The problem is that if Ollie sees a boy on the ground crying and bleeding, and doesn't think it's a prank, there will be a (albeit short and temporary) time of distress. And while some people love that horror movie type thrill, a lot of people don't.

Even in one of the early replies on here, when the grandma smashes up a milky way and let's the baby eat it and tells the mum its cat poo...if I was that mum, I'd have a few moments of real panic and I'd be left feeling out if sorts even when I realised it wasn't true.

Tormenteddd · 05/05/2022 11:36

Kids do go through this phase I think soon after they start to understand which jokes are funny, they want to make their own funny stuff. So fairly normal.

fortunate they tend to grow out of it quickly as it’s so rare for both parties to find it funny

KnitPurlKnitPurl · 05/05/2022 12:37

It's something most people grow out of at about the age of 9 or 10. Kid pranks are mostly harmless.

The story about mushing up a Milky Way and pretending it's cat shit - not funny in the slightest. Glad I don't know people who find that sort of thing funny.

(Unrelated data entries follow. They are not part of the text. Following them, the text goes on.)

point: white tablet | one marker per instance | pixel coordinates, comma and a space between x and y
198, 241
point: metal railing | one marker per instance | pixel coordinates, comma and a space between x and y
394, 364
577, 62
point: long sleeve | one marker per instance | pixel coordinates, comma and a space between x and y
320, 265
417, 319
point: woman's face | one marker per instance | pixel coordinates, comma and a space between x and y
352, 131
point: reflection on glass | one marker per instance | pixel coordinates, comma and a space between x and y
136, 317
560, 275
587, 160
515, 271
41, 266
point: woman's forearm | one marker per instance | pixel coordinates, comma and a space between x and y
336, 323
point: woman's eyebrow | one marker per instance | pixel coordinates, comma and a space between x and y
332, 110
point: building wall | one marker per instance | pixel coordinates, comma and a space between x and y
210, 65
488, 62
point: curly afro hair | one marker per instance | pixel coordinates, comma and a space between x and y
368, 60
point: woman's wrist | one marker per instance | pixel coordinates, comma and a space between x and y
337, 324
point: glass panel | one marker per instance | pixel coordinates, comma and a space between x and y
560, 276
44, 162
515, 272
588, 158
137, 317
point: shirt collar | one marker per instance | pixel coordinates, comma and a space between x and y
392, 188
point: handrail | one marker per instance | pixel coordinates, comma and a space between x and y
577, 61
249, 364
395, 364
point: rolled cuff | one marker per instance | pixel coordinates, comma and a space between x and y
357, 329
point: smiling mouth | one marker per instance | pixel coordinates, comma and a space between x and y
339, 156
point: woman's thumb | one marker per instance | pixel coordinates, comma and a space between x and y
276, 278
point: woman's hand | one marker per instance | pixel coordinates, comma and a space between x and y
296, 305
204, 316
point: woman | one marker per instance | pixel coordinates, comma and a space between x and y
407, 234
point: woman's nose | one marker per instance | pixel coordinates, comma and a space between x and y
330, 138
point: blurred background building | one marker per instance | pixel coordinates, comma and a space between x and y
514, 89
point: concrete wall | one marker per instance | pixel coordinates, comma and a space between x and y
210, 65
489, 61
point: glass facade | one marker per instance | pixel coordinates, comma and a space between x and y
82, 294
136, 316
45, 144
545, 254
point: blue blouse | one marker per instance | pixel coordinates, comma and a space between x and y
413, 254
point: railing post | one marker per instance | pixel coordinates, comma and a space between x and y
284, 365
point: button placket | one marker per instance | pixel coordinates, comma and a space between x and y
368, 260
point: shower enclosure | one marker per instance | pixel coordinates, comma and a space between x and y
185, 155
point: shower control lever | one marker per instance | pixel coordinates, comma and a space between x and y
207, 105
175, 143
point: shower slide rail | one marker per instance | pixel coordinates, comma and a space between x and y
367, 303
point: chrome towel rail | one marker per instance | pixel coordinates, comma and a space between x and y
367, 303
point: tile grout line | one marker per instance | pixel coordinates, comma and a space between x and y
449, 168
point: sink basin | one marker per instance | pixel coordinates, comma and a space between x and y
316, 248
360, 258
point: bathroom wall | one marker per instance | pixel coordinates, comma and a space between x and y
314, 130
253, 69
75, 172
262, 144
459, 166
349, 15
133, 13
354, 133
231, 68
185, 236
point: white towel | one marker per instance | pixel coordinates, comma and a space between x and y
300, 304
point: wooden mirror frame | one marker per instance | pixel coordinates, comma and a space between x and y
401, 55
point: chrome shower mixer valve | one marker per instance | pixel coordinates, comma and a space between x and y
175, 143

Fimofriend · 05/05/2022 13:00

I find doing pranks is a very monkey-like sense of humour. Most pranks are not funny, just mean.

AmyFl · 05/05/2022 14:52

He plans them in minute detail? WTAF.

KittyWithoutAName · 05/05/2022 16:11

The story about mushing up a Milky Way and pretending it's cat shit - not funny in the slightest. Glad I don't know people who find that sort of thing funny.

You might not find it funny, but there is nothing actually harmful about it. It's just ewwww disgusting what's he doing?! Oh it's just chocolate... Harmless

KittyWithoutAName · 05/05/2022 16:17

Yes its always wrong and no I have never done it

Fair enough. Laughing at people or whatever is just part of the family humour here. I can't help it tbh. DP told me he slipped on a sock one day and fell down the stairs, told me via text, of course ask if he's OK... But crikey, the image of him slipping on the sock like a cartoon and going down did make me laugh.

Grandad calls me and grandma witches... He says whenever he stubs his toe or whatever, he will hear a faint cackle somewhere in the house, almost like she made it happen 😅

But then, we can't actually choose what makes us laugh.

Crumbler · 05/05/2022 17:03

I always tell my kids I'm fine with pranks that don't hurt, scare or shame other people. For example covering the entire kitchen in silverfoil is an acceptable prank. Waking someone with an air horn isn't.

LakieLady · 05/05/2022 17:07

“Pranks” to me is the equivalent of the word “banter” - it’s used to excuse terrible behaviour that is inappropriate and makes people uncomfortable but scared to make a fuss about.

This, absolutely. The person who is "pranked" is commonly referred to as being the "victim of a prank" for good reason. And there is nothing good about victimising someone.